Juden zählten seit dem 12. Jahrhundert zur Einwohnerschaft Frankfurts. Noch bis 1811 war ihnen nur die Ansiedlung im Ghetto der Stadt erlaubt, wo auch Annes Urgroßeltern aufgewachsen waren – in der «Judengasse», dem Zentrum der damals größten jüdischen Gemeinde Deutschlands. Von Juden, die etwas werden wollten, erwartete man noch bis ins 19. Jahrhundert hinein, dass sie zum Christentum konvertierten. Ludwig Börne etwa ließ sich 1818 taufen, nachdem er 1815 aus dem Frankfurter Polizeidienst entlassen worden war, weil Juden keine öffentlichen Ämter bekleiden durften. 1855 taufte die Stadt – manchmal gingen Stigmatisierung und Anerkennung seltsame Verbindungen ein – den «Judenmarkt» im früheren Ghetto nach dem inzwischen weithin anerkannten Sohn der Stadt «Börneplatz», und noch einmal dreißig Jahre später wurde die ehemalige «Judengasse» in «Börnestraße» umbenannt.[14] Die bürgerliche Emanzipation im 19. Jahrhundert beförderte das Wachstum der jüdischen Gemeinde, die zwischen 1808 und 1867 von 3200 auf 8238 Mitglieder anwuchs. Zu Anfang des 20. Jahrhunderts zählte sie fast 22000 Mitglieder, und 1933 waren etwa 28000 Frankfurter Mitglieder der jüdischen Gemeinde der Mainmetropole.[15]

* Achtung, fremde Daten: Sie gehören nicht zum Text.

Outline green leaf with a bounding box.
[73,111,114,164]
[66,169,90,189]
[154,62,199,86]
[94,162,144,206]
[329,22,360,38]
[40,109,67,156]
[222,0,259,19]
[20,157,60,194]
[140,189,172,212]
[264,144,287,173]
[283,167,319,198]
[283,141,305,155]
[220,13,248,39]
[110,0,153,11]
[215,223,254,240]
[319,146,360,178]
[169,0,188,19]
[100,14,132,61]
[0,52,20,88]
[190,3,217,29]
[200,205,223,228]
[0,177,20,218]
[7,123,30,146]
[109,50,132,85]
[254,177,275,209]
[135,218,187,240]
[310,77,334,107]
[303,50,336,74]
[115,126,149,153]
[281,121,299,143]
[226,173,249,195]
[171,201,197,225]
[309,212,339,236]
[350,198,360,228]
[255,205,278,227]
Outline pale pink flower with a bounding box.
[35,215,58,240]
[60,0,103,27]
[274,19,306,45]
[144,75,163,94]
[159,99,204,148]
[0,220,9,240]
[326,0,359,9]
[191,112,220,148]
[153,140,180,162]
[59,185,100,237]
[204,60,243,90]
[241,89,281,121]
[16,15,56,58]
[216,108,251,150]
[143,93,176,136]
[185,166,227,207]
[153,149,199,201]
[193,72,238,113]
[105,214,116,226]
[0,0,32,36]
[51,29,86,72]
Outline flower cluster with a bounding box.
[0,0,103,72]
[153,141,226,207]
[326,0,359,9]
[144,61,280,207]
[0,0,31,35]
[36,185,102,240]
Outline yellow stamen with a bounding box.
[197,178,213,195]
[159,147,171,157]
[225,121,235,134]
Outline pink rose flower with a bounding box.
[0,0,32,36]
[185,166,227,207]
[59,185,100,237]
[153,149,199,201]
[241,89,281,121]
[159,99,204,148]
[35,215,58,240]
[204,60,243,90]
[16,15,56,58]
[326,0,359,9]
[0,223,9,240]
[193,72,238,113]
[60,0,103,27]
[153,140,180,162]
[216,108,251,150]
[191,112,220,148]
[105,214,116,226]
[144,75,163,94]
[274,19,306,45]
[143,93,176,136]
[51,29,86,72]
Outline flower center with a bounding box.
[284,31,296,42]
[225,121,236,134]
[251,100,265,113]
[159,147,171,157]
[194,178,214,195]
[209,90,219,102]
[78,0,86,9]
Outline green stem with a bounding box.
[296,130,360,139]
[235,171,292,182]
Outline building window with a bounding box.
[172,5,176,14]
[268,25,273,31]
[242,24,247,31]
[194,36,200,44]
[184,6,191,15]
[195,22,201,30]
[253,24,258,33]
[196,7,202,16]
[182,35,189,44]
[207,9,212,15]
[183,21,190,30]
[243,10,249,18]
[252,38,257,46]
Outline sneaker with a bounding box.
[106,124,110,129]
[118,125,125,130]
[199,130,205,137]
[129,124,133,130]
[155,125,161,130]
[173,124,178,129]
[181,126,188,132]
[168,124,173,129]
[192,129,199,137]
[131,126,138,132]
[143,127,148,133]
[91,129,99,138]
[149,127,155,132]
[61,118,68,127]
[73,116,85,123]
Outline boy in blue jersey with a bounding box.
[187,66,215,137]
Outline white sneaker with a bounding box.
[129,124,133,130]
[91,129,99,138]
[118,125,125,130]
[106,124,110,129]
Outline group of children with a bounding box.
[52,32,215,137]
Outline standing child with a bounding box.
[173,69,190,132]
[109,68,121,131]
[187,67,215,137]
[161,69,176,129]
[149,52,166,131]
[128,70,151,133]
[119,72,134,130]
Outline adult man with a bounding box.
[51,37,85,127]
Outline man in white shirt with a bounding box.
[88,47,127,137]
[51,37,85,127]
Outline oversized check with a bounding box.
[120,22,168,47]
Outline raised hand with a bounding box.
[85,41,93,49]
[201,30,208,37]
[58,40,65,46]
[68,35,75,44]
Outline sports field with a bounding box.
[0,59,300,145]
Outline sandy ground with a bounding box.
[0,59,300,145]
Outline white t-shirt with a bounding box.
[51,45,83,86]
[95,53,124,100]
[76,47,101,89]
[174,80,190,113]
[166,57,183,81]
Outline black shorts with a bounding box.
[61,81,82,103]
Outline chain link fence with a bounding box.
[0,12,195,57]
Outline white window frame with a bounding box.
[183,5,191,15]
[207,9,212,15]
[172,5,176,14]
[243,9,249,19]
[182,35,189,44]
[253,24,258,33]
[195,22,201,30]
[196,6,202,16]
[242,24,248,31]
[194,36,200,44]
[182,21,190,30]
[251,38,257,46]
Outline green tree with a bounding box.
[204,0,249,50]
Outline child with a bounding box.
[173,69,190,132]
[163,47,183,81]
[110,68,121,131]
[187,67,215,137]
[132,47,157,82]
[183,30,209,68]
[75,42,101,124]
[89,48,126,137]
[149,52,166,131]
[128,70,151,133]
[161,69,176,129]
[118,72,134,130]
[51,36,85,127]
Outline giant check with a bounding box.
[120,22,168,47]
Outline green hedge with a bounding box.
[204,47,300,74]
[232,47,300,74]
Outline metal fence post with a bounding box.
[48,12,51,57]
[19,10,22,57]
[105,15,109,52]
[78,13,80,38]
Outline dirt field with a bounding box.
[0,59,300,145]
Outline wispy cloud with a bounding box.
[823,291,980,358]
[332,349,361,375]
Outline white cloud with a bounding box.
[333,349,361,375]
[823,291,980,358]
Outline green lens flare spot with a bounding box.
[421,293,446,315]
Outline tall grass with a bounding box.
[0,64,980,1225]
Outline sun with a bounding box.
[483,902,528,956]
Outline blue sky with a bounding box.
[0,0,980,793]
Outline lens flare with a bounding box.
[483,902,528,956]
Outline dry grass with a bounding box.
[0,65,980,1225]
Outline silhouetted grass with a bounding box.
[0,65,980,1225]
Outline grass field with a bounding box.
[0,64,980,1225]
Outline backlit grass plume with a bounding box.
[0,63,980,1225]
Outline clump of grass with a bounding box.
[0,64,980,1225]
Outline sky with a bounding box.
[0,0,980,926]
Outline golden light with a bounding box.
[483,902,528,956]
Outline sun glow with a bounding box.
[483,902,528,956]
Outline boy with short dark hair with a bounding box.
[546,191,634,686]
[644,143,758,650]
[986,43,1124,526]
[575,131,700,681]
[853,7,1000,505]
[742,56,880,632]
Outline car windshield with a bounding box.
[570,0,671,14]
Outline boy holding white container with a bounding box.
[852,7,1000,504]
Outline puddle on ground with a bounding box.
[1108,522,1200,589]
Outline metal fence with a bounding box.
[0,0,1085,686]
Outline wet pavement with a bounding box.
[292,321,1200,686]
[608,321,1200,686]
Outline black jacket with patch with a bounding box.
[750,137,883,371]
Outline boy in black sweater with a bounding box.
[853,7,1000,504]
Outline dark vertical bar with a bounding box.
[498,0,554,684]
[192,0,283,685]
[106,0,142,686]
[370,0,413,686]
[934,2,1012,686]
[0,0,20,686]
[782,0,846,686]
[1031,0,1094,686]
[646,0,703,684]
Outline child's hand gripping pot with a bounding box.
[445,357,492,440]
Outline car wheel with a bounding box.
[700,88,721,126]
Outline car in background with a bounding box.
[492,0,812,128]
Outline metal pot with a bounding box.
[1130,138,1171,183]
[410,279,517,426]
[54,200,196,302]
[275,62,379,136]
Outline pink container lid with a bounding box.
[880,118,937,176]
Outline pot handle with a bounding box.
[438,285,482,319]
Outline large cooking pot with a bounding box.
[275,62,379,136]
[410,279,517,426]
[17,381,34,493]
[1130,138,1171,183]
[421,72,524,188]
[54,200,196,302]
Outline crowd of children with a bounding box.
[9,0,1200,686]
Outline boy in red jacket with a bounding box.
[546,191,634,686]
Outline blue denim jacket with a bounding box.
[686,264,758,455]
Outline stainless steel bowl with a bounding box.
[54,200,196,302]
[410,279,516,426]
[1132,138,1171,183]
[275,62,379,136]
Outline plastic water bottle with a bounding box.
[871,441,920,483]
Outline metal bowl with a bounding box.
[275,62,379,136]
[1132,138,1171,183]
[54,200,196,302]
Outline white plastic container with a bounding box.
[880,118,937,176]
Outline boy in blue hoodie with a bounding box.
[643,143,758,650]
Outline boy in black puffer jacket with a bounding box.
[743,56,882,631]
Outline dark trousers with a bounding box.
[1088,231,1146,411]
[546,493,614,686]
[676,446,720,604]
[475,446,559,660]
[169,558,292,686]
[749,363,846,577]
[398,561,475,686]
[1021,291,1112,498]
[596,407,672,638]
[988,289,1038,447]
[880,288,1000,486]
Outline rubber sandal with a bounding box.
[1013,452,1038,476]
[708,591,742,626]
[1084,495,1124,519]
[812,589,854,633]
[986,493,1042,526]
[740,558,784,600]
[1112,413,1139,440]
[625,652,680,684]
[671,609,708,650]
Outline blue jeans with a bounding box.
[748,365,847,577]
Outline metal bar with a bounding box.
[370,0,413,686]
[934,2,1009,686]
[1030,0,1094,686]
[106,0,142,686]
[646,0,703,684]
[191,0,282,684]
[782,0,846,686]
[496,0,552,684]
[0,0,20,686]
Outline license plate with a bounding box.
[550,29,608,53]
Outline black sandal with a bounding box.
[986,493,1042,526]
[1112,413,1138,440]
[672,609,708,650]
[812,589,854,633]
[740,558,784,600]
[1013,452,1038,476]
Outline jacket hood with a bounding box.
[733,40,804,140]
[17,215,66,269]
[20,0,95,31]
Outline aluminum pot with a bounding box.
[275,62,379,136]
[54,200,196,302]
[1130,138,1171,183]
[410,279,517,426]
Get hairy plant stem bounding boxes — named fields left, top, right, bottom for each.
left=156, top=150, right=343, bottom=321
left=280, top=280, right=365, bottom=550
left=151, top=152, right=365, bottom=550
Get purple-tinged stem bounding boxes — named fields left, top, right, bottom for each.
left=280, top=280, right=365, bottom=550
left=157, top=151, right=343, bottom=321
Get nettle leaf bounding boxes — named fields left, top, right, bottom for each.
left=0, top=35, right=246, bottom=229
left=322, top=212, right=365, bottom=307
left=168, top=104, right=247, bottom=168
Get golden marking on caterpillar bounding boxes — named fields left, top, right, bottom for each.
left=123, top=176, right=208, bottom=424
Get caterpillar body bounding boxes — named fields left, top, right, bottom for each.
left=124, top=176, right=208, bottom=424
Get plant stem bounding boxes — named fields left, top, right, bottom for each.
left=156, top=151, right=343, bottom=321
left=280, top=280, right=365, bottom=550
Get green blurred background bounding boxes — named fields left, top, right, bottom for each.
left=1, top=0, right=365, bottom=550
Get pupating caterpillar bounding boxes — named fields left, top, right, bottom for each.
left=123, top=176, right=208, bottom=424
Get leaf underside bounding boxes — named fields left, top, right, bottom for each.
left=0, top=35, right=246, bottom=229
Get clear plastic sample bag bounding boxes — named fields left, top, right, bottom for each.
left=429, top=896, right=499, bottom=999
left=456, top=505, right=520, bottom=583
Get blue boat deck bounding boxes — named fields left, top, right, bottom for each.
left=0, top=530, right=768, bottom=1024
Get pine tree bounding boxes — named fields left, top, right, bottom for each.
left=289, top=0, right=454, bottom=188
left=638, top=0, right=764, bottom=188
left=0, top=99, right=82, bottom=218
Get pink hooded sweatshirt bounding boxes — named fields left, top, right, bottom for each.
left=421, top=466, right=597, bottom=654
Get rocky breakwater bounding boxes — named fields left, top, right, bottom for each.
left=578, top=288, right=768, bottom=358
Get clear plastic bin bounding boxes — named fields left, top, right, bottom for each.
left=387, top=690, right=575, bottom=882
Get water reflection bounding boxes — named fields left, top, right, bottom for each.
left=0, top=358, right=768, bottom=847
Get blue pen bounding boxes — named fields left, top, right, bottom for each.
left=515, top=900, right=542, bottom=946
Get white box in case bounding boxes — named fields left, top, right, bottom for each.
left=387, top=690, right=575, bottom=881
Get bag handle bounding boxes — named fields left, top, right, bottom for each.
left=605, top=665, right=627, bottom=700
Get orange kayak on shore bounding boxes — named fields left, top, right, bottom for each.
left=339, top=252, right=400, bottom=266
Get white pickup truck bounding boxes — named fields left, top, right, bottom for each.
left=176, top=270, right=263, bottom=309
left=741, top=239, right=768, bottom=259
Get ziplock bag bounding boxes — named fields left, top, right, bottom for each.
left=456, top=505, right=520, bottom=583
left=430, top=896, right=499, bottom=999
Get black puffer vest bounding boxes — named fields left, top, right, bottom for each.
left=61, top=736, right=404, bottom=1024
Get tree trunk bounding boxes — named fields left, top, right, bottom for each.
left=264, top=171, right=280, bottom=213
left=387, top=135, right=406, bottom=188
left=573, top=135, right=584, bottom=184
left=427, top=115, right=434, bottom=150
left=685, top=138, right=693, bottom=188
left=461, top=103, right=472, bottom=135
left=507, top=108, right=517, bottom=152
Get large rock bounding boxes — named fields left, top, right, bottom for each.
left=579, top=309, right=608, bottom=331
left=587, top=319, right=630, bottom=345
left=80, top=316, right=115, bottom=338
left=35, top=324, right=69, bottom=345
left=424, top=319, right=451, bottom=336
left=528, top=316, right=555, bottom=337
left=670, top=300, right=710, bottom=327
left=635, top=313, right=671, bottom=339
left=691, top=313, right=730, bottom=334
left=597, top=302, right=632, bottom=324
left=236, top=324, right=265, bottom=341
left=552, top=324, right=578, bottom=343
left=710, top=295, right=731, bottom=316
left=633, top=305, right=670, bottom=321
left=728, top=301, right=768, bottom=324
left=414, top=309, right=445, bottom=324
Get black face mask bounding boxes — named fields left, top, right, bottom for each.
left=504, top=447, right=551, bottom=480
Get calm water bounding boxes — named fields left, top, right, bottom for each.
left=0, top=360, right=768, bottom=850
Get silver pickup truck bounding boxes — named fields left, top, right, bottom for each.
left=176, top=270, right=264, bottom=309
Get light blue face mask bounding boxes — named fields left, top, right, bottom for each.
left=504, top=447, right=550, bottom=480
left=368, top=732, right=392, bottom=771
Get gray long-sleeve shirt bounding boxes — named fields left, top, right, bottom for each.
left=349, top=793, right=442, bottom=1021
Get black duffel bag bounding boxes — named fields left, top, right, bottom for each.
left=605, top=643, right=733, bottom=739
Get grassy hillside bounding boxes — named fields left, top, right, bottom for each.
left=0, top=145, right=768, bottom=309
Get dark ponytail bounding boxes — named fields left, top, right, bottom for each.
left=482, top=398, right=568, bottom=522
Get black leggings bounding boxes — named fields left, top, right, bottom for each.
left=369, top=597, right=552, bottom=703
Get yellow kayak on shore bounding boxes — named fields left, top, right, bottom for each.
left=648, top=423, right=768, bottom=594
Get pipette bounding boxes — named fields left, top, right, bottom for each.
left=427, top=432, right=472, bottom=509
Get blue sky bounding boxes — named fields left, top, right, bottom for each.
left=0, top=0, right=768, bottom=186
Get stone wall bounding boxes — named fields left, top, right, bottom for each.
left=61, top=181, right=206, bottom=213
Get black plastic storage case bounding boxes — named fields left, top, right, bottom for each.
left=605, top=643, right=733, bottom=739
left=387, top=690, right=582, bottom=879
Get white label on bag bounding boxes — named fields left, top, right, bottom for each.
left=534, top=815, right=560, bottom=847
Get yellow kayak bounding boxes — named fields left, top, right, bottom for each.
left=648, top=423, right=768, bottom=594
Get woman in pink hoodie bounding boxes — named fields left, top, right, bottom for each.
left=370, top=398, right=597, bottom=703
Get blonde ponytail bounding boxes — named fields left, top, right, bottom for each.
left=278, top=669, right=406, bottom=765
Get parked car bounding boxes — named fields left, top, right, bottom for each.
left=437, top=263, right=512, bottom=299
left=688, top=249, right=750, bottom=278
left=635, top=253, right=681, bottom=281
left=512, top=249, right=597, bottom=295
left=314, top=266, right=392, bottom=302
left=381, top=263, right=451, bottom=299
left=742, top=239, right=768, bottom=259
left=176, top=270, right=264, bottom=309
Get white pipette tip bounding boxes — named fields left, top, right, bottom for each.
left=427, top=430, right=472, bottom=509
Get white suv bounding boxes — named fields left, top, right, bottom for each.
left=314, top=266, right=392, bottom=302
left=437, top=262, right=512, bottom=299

Die Familie Frank gehörte der bedeutenden liberalen Frankfurter jüdischen Gemeinde an, deren Gottesdienste in deutscher Sprache stattfanden und mit Predigt, Chören und Orgelspiel an den Protestantismus erinnerten.[16] Antisemitismus hatte Anne Franks Vater in seiner Jugend nicht wahrgenommen, wie er später dem Journalisten Ernst Schnabel berichtete: Antisemiten – «sicherlich gab es welche, aber ich habe keinen getroffen»[17]. 1977 allerdings gestand Otto Frank mit Blick auf ein Foto, das ihn im Kreis seiner Freunde aus Kindertagen zeigte, einer Bekannten gegenüber ein: «alle, außer dem einen, da rechts, sind Nazis geworden»[18].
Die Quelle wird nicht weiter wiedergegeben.